If this whole smart glasses thing is going to effectively free us from having our heads constantly down and staring at our phones, we’re going to need a reliable way to interact with a virtual screen. Thanks to new research from Cornell University and the University of Wisconsin, Madison, we could still rely on our hands and fingers without actually having to touch a screen.
It’s a creation reminiscent of the touchless gloves Tom Cruise used to interact with the futuristic police computers in Minority Report, and it’s an approach that’s been used in real-life applications and research before. We’ve all developed muscle memories for quickly navigating and tapping out messages on a smartphone, and if you’re a touch typist, you can probably easily go through the motions in mid-air without having an actual keyboard to type on.
What’s kept hand-tracking devices away from consumers is that, to date, they’ve been rather clunky contraptions, relying on strategically positioned cameras, tracking markers, or even adhesive sensors that can detect electrical impulses as muscles in the user’s hands are activated. A different approach has been needed to make these devices practical for day to day use, and that’s what’s finally being demonstrated here.

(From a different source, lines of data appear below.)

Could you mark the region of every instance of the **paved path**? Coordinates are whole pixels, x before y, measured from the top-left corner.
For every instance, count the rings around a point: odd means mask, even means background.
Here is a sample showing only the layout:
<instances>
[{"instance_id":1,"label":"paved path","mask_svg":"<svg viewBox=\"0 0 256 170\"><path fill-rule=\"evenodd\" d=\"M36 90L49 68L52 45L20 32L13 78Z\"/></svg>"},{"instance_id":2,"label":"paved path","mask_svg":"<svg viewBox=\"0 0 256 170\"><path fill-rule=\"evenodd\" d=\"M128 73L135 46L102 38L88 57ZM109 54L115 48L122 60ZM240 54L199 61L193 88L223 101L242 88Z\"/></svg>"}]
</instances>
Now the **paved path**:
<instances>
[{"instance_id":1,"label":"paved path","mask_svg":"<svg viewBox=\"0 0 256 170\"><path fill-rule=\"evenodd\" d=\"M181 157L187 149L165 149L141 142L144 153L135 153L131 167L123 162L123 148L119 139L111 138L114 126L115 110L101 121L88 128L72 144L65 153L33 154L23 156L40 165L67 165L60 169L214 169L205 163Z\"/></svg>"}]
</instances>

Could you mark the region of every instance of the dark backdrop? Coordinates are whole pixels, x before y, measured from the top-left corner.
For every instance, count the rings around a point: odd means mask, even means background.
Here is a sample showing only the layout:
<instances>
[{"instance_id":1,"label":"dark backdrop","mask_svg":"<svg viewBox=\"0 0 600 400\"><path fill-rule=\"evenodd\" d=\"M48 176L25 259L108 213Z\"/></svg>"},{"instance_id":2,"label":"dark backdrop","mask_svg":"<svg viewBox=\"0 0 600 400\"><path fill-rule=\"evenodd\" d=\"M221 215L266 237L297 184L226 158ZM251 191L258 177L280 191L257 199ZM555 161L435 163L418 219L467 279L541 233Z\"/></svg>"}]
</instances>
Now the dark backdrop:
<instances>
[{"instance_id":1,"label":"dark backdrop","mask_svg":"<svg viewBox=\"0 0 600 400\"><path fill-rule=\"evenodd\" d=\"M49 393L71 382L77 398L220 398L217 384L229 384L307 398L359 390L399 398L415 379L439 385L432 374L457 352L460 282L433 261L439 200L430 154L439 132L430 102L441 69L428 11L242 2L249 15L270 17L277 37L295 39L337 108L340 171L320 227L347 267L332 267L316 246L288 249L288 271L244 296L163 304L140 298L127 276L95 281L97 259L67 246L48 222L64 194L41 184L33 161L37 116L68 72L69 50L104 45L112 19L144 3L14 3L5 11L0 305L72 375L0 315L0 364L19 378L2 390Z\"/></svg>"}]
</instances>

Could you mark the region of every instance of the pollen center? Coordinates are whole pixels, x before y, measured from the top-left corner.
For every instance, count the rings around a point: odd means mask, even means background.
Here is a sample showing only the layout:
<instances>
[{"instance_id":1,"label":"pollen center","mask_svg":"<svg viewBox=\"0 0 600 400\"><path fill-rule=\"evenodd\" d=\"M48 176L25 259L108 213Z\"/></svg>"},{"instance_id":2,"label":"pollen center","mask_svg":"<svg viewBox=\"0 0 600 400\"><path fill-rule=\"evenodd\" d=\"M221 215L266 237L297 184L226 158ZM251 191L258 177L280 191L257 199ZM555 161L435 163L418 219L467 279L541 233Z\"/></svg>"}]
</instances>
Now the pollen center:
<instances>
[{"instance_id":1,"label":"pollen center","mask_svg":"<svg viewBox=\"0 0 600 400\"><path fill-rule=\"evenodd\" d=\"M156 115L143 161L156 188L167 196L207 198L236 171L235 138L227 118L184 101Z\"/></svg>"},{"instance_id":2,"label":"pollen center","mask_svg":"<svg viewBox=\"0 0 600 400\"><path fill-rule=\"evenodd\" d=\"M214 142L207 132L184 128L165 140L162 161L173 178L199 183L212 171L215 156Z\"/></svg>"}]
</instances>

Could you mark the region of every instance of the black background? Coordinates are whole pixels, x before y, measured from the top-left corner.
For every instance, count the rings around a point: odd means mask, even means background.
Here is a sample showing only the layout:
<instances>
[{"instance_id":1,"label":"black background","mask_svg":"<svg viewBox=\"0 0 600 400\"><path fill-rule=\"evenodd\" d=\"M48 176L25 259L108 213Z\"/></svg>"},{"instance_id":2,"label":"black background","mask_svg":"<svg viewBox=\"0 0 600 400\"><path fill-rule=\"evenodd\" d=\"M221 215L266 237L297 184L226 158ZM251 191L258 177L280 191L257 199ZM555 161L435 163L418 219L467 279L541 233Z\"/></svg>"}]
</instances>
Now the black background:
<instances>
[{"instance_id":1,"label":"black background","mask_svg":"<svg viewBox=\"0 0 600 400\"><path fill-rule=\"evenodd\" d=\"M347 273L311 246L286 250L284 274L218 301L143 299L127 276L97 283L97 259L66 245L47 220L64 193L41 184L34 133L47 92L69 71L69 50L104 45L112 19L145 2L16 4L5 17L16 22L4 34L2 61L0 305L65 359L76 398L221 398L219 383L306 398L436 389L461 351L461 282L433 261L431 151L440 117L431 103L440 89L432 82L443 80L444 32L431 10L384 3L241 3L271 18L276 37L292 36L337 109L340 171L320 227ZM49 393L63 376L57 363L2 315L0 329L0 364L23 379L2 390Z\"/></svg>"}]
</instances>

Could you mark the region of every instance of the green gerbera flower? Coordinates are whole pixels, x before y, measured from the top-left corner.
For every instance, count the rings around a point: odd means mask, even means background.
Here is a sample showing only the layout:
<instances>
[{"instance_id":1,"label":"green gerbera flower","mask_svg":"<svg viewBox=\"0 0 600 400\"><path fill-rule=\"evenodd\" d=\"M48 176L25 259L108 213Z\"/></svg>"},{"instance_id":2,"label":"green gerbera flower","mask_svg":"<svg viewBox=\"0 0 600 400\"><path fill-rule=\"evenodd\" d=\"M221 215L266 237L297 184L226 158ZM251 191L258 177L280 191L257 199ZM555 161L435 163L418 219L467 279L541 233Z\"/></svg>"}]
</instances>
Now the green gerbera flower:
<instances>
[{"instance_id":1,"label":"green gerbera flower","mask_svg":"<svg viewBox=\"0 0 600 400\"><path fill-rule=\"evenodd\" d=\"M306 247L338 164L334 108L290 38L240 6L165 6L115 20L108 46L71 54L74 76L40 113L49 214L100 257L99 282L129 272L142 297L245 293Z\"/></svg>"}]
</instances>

The FingerTrack wearable trades optical cameras for just four low-resolution thermal cameras positioned around the wrist where you’d normally wear a watch. Those cameras are pointed towards the hand but don’t have an unobstructed view of the wearer’s fingers. Instead, the four cameras are continuously taking images of what they can see, which amounts to essentially an ever-changing heatmap blob representing the wearer’s hand from different angles.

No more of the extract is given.